Une des déclarations les plus étranges faite lors des débats sur l’assurance sociale qui viennent aujourd’hui troubler les pays les plus riches au monde pose que les programmes de retraite financés par les gouvernements et dont les prestations sont fixes (tels que le régime de sécurité sociale américain) sont démodés. Ces programmes suffisaient, selon cet argument, à l’époque de la Grande dépression et pour la génération de l’après-Deuxième guerre mondiale, quand l'économie était basée sur l'industrie, mais ils sont devenus obsolètes pour l’économie high tech, en réseau, post-industrielle d’aujourd’hui.

Les défenseurs de cet argument proposent un modèle différent. Les entreprises acceptent aujourd’hui de soutenir les retraites des salariés en contribuant à leur épargne privée et les gouvernements actuels devraient offrir (ou exiger) de contribuer à cette épargne privée. La valeur de ces comptes varie selon le marché et ne s’appuie pas sur un système de prestations défini qui garantit une somme réelle fixe de ressources, disponible au moment de la retraite.

Cet argument est étrange car il prend la situation économique à rebrousse-poil. Quand de nombreuses sociétés offrent à leurs salariés des retraites à prestations fixes à long terme, le gouvernement n’a pas intérêt à mettre en place un système parallèle de retraites à prestations fixes et à demander aux salariés d’y participer. Après tout, dans un tel contexte, les salariés qui accordent une grande importance aux retraites à prestations fixes peuvent aller travailler pour les entreprises qui offrent de tels systèmes.

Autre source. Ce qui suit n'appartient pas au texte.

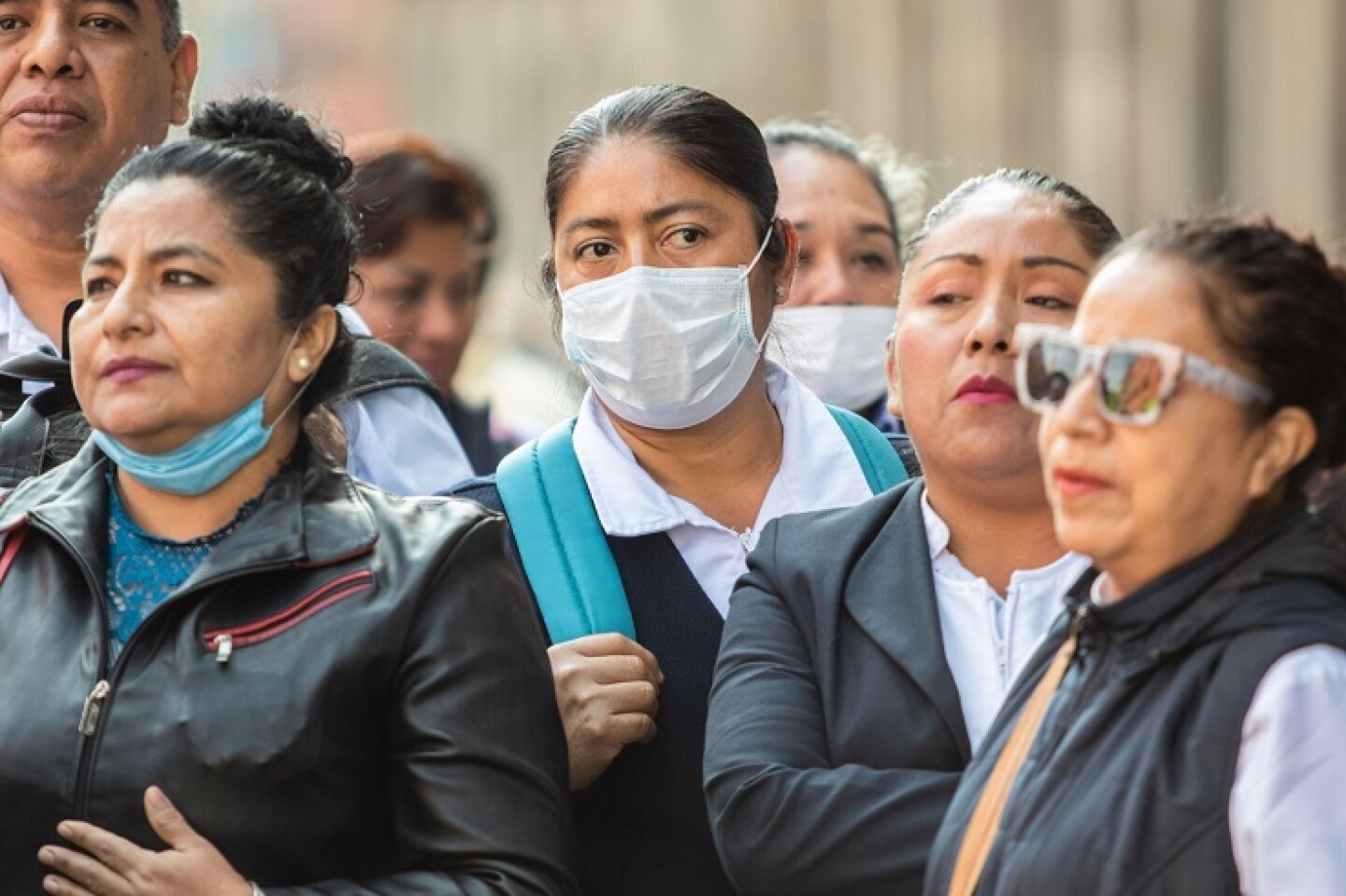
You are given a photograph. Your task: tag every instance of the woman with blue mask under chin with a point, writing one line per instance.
(230, 667)
(666, 262)
(852, 204)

Les principaux avantages d’un système où le gouvernement exige que les salariés participent aussi à un système de sécurité sociale nationale sont cumulés pour les salariés qui devraient véritablement accorder une grande importance au système de retraite à prestations fixes sans pouvoir réellement déterminer leurs véritables préférences. Ils sont également cumulés pour les salariés qui n’ont pas la capacité de négocier pour inciter leur patron à offrir les retraites qu’ils veulent obtenir et dont ils ont réellement besoin.